Treat Your Data Like An Engineering Problem: An Interview with Snowflake Director of Product Management Chris Child
Monte Carlo’s Barr Moses sat down with Snowflake Director of Product Management Chris Child to talk about building data platforms at scale, how awesome data teams approach data quality, the role of data observability tools in the modern data stack, and more.
To put it simply, to understand modern data engineering, you need to understand Snowflake. And as your data platform becomes productized, you need to get serious about data quality.
Chris oversees the functionality and design of the Snowflake platform. Prior to Snowflake, he spent time as VP of Product at Segment and as a Senior Associate of an early stage tech venture capital firm.
I’ve known Chris for a long time and count him as one of the most visionary people working in data technology today. When I was at a crossroads in my career, it was Chris who I leaned on for insights into what was coming next and the role I wanted to play in shaping it.
As someone actively defining and evolving the vision, roadmap and definition of success at Snowflake, Chris’s insights provide a glimpse into the future evolution of the industry.
As Chris sees it, the next value unlock will be unifying data and its corresponding workloads across the many silos in which it still sits. Organizations will continue to find new and valuable ways to make use of their data–many of which will involve making their data stack part of their customer value proposition.

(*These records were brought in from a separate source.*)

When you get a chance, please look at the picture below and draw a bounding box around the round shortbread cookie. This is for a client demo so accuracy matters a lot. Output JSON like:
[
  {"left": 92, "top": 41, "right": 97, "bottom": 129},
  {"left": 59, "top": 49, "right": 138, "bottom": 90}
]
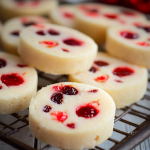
[
  {"left": 106, "top": 26, "right": 150, "bottom": 68},
  {"left": 0, "top": 52, "right": 37, "bottom": 114},
  {"left": 0, "top": 0, "right": 58, "bottom": 21},
  {"left": 19, "top": 24, "right": 98, "bottom": 74},
  {"left": 29, "top": 82, "right": 115, "bottom": 150},
  {"left": 49, "top": 5, "right": 75, "bottom": 28},
  {"left": 1, "top": 16, "right": 48, "bottom": 55},
  {"left": 69, "top": 53, "right": 148, "bottom": 108},
  {"left": 75, "top": 4, "right": 146, "bottom": 44}
]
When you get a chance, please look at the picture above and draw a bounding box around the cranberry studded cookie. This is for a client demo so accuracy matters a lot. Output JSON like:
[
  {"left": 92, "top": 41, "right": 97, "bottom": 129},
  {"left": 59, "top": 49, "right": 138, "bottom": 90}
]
[
  {"left": 106, "top": 26, "right": 150, "bottom": 68},
  {"left": 0, "top": 0, "right": 58, "bottom": 21},
  {"left": 1, "top": 16, "right": 48, "bottom": 55},
  {"left": 19, "top": 24, "right": 98, "bottom": 74},
  {"left": 50, "top": 5, "right": 75, "bottom": 28},
  {"left": 69, "top": 53, "right": 148, "bottom": 108},
  {"left": 29, "top": 82, "right": 115, "bottom": 150},
  {"left": 75, "top": 4, "right": 146, "bottom": 44},
  {"left": 0, "top": 52, "right": 37, "bottom": 114}
]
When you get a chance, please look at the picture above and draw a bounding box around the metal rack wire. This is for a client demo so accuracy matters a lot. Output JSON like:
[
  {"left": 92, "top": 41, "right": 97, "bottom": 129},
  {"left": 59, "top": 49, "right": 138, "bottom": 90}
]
[{"left": 0, "top": 71, "right": 150, "bottom": 150}]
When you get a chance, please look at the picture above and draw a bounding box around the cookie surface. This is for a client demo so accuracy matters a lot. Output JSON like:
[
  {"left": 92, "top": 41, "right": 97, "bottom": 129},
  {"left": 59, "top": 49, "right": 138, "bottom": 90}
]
[
  {"left": 29, "top": 82, "right": 115, "bottom": 149},
  {"left": 0, "top": 52, "right": 37, "bottom": 114},
  {"left": 50, "top": 5, "right": 75, "bottom": 28},
  {"left": 0, "top": 0, "right": 58, "bottom": 21},
  {"left": 106, "top": 26, "right": 150, "bottom": 68},
  {"left": 19, "top": 24, "right": 97, "bottom": 74},
  {"left": 69, "top": 53, "right": 148, "bottom": 108},
  {"left": 1, "top": 16, "right": 48, "bottom": 55},
  {"left": 75, "top": 3, "right": 146, "bottom": 44}
]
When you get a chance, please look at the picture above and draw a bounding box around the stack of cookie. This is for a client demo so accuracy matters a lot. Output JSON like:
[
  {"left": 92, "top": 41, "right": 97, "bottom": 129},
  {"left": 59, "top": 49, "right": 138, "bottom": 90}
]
[{"left": 0, "top": 0, "right": 150, "bottom": 149}]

This will put pressure on teams to reach new levels of data quality, which teams will achieve by continuing to adopt reliability engineering best practices.
Enjoy the glimpse into the future. I believe you will find his perspective as helpful as I did when I grabbed coffee with him more than three years ago before deciding to launch Monte Carlo.

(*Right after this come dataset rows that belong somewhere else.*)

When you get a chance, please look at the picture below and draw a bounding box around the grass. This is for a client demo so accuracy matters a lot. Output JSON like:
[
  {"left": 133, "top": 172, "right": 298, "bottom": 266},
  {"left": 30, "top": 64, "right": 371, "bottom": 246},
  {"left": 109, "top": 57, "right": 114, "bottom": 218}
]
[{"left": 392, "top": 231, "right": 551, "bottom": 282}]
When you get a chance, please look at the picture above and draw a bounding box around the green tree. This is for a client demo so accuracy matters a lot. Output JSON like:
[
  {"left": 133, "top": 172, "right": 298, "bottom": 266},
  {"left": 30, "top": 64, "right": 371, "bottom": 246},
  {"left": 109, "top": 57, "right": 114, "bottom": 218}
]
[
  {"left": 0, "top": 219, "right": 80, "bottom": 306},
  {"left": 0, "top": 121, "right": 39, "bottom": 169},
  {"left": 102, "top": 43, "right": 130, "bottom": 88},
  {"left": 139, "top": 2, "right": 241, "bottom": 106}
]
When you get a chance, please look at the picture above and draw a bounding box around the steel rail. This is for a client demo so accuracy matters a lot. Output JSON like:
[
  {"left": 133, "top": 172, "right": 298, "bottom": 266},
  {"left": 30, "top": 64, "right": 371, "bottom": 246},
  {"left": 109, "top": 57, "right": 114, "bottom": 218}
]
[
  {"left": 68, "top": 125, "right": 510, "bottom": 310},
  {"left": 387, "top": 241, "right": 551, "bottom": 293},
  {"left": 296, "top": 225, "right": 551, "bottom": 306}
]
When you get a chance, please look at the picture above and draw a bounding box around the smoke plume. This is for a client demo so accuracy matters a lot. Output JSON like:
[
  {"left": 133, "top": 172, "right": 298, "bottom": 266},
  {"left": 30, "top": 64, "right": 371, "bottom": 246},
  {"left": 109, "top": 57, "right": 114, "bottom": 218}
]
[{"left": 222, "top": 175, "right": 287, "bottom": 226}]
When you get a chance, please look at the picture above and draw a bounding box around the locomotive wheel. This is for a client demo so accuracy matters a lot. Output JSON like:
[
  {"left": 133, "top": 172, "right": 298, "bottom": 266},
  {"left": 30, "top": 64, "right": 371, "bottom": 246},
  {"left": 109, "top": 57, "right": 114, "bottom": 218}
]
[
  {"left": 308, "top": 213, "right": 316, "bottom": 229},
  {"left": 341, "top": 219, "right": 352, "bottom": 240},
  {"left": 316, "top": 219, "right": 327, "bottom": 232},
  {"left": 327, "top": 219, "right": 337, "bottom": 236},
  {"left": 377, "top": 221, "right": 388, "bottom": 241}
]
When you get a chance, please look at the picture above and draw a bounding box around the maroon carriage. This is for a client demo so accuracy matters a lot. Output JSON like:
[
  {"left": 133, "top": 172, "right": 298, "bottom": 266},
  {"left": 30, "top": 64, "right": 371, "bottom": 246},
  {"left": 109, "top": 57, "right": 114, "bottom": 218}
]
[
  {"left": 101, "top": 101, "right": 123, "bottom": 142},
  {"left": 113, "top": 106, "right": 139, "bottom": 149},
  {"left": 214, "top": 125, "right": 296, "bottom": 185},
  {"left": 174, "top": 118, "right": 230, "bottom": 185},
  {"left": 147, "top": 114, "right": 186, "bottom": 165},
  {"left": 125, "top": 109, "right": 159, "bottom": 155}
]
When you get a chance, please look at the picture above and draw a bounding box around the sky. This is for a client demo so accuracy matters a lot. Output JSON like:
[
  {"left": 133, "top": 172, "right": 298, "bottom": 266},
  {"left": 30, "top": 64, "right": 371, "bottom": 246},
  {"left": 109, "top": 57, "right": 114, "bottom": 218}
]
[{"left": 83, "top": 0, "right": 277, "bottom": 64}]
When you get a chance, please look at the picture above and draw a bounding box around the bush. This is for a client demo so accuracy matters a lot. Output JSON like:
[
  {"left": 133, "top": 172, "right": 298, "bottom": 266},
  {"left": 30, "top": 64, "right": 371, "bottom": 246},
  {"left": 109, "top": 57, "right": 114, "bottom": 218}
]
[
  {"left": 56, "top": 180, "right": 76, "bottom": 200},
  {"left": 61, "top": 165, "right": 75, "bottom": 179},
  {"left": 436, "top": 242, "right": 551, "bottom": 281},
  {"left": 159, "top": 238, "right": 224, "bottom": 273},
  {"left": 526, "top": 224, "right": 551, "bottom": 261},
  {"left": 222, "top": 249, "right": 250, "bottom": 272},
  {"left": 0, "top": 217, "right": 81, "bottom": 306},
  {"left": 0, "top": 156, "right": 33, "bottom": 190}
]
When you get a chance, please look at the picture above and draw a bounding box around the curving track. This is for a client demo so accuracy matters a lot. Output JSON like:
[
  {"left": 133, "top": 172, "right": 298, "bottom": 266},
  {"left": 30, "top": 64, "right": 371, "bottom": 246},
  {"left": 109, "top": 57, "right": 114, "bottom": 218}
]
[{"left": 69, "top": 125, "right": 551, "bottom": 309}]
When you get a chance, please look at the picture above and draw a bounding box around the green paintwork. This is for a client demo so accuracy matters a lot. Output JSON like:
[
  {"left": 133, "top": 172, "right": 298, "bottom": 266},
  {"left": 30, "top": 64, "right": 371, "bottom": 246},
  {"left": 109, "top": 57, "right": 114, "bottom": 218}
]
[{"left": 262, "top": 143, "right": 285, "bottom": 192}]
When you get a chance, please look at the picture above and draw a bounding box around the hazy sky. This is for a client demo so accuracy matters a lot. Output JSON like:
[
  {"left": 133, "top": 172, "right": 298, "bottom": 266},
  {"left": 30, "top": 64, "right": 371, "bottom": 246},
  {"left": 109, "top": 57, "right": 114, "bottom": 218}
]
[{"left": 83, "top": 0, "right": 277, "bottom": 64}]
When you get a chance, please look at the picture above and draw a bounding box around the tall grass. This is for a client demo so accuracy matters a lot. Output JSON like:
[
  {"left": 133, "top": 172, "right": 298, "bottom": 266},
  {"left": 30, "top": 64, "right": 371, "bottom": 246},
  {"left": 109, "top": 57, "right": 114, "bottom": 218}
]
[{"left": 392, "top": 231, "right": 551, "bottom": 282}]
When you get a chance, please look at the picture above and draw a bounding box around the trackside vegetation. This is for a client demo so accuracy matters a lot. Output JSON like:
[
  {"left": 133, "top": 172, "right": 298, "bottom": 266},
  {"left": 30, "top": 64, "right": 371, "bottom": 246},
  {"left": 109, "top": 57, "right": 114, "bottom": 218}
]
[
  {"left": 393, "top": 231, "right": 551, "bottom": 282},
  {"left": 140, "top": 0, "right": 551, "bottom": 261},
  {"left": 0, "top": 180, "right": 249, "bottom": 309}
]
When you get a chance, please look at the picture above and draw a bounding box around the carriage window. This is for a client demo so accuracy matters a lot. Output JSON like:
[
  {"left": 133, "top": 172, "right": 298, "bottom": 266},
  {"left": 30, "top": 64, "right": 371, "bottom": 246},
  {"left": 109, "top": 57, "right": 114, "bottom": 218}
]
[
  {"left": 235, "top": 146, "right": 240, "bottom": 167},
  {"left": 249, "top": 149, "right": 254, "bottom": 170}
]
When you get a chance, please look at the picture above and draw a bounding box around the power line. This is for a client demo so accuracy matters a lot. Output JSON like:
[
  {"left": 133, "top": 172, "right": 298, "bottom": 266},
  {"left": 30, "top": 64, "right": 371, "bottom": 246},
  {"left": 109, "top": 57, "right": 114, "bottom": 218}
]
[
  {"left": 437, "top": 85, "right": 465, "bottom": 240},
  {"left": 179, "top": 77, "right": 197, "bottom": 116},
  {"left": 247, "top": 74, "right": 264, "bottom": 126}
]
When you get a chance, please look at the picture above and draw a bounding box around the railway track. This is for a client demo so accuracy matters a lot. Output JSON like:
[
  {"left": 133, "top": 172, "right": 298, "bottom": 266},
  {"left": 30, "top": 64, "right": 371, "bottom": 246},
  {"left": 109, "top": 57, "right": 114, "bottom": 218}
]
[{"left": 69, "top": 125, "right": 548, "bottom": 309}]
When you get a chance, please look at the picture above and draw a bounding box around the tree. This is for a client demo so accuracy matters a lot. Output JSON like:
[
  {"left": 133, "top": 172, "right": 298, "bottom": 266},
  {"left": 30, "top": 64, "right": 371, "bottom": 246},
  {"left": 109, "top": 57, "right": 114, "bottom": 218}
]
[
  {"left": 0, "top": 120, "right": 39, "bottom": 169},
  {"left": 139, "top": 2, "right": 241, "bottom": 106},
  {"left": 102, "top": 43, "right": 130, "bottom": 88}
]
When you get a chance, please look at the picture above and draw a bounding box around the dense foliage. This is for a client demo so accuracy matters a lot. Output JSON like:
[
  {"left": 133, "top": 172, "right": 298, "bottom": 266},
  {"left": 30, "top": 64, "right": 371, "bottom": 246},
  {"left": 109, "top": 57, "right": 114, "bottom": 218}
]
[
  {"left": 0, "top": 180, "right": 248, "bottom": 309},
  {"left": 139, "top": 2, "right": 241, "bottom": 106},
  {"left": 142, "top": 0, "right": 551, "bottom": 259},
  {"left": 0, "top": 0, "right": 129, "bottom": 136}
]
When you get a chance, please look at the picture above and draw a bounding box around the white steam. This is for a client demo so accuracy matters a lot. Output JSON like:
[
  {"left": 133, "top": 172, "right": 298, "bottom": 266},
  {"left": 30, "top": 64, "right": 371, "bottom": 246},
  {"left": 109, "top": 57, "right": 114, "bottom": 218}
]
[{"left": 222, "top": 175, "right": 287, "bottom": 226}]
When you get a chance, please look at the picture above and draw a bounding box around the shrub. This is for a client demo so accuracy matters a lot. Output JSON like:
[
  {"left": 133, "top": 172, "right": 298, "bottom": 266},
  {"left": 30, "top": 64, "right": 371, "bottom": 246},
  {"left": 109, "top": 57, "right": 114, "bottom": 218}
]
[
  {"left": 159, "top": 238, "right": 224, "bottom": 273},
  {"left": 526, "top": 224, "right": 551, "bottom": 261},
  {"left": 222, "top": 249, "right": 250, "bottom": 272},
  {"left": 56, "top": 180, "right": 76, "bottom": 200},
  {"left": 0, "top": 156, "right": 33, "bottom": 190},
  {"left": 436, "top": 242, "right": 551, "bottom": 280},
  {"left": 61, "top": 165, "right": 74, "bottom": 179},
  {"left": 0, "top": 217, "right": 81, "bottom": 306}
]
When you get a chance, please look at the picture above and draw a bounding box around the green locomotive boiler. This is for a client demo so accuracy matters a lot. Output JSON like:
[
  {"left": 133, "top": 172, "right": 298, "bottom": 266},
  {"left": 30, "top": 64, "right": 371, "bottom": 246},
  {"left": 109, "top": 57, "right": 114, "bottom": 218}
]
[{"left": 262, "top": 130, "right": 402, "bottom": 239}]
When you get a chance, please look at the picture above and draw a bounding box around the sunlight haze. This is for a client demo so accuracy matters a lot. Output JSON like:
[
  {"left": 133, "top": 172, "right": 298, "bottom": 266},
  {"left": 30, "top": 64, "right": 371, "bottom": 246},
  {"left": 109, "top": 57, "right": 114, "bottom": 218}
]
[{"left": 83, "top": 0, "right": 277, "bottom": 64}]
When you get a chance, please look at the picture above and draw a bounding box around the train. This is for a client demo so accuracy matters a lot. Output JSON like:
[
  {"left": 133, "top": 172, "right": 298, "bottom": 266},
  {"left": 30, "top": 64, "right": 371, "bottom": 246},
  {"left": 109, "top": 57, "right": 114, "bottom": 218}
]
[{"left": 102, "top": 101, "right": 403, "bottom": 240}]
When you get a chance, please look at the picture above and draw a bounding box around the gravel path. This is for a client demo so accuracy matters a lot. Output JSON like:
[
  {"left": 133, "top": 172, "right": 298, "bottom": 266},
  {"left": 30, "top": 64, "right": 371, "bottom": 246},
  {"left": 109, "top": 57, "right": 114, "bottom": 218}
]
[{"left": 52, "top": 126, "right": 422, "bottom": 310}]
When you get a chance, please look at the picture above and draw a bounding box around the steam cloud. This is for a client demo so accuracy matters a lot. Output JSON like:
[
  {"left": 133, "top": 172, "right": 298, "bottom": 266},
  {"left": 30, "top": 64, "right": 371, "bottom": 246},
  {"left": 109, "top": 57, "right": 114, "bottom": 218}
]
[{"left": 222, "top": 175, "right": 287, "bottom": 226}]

Barr: Snowflake has revolutionized the data space by allowing organizations to scale their data operations without needing to worry about storage and compute as the primary constraints. What do you see as the next scaling challenge and how is Snowflake working to help data teams solve it?
Chris: Even as people move to the cloud, they are ending up with data in a lot of silos. We think Snowflake can help fix this problem by providing a unified data platform that brings everything together and lets you work with all your data sets.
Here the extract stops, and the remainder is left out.